In [119]:
## import libraries
import pandas as pd
import numpy as np
import matplotlib.pyplot as plt
import re
#from mpl_toolkits.basemap import Basemap

#stats libraries
import statsmodels.api as sm
import scipy.misc

#allows us to show plots in notebook
%matplotlib inline
#rcParams['figure.figsize'] = (8,6)

In [120]:
#figure out what kind of delimiter we have with my current data set for ease of data
#upload configurations

def detectDelimiter(csvFile):
    with open(csvFile, 'r') as myCsvfile:
        header=myCsvfile.readline()
        if header.find(";")!=-1:
            return ";"
        if header.find(",")!=-1:
            return ","
        if header.find("\s+"):
            return "\s+"
        if header.find(''):
            return ""
    #default delimiter (MS Office export)
    return "Other"

In [121]:
detectDelimiter('data/Earthquake_Datasets/EQCanOB_2004.csv')


Out[121]:
','

In [ ]:


In [123]:
#created variables that it would be easy to call
filename_1990 = 'data/Earthquake_Datasets/EQCanOB_1990.csv'
filename_2004 = 'data/Earthquake_Datasets/EQCanOB_2004.csv'
filename_2006 = 'data/Earthquake_Datasets/EQCanOB_2006.csv'
filename_2008 = 'data/Earthquake_Datasets/EQCanOB_2008.csv'
filename_2010 = 'data/Earthquake_Datasets/EQCanOB_2010.csv'
filename_2012 = 'data/Earthquake_Datasets/EQCanOB_2012.csv'
fracking_company_data = 'data/fracking_company_data.csv'
filename_all = ''

earthquakes_1990 = pd.read_csv(filename_1990, sep = ',')
earthquakes_2004 = pd.read_csv(filename_2004, sep = ',')
earthquakes_2006 = pd.read_csv(filename_2006, sep = ',')
earthquakes_2008 = pd.read_csv(filename_2008, sep = ',')
earthquakes_2010 = pd.read_csv(filename_2010, sep = ',')
earthquakes_2012 = pd.read_csv(filename_2012, sep = ',')
fracking_data = pd.read_csv(fracking_company_data,sep = ',')
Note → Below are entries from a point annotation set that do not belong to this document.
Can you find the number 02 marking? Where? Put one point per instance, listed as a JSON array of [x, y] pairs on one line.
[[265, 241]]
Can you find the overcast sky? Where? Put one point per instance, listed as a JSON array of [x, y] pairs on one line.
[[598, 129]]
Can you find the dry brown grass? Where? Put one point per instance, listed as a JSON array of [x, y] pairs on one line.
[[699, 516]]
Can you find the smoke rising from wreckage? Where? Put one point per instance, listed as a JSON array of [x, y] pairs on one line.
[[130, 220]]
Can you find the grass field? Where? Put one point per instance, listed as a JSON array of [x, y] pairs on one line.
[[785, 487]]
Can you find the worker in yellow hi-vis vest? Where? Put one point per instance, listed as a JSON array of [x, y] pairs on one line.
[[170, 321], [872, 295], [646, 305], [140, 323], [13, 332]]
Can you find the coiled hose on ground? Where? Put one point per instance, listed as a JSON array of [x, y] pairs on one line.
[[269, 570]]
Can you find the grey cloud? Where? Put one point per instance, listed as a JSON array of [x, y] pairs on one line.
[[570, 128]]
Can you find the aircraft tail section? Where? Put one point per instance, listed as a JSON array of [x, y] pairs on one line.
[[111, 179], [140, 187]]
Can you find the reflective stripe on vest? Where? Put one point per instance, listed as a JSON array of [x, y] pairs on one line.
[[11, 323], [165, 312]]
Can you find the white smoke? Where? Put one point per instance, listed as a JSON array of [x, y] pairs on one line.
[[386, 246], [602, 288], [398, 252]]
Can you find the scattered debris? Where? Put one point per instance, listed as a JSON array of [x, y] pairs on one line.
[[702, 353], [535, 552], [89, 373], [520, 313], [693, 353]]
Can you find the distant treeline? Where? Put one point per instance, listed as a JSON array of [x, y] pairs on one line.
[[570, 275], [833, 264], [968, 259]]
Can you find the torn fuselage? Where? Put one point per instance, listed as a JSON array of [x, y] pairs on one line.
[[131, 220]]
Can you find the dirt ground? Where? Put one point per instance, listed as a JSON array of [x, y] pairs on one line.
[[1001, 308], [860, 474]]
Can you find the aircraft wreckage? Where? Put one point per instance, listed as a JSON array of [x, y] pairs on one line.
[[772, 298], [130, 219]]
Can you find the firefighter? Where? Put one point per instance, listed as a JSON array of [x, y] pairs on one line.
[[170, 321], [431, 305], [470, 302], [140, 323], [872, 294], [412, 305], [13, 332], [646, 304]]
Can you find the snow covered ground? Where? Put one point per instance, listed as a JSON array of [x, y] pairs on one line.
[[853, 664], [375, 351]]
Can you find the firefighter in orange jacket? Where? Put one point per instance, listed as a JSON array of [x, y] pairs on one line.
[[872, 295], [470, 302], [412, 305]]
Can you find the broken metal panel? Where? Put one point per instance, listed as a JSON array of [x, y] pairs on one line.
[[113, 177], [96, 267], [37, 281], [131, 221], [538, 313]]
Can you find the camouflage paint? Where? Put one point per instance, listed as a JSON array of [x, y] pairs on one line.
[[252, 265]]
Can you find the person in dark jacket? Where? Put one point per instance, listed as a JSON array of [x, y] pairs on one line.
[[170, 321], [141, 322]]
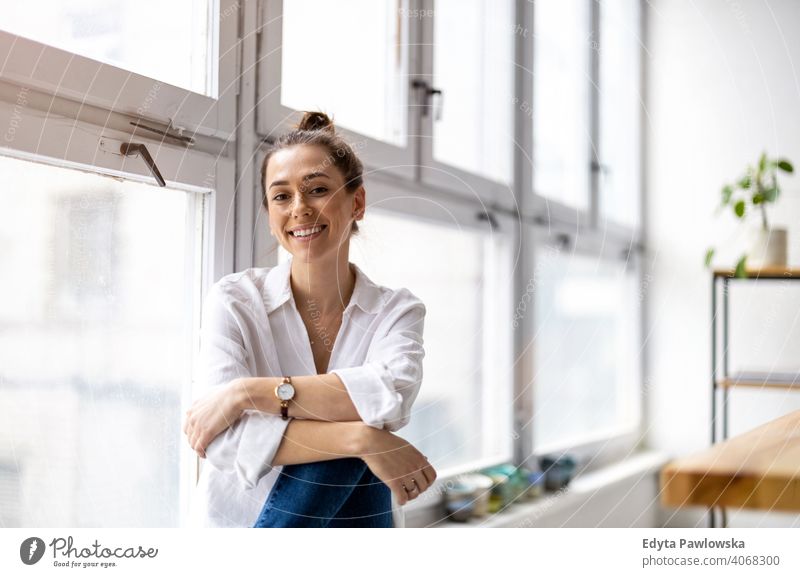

#create a dataframe of all earthquakes
df_all_earthquakes = pd.concat([earthquakes_1990, earthquakes_2004, earthquakes_2006, earthquakes_2008, earthquakes_2010, earthquakes_2012], ignore_index=True)
#create a list of all earthquakes
all_earthquakes = (earthquakes_1990, earthquakes_2004, earthquakes_2006, earthquakes_2008, earthquakes_2010, earthquakes_2012, df_all_earthquakes)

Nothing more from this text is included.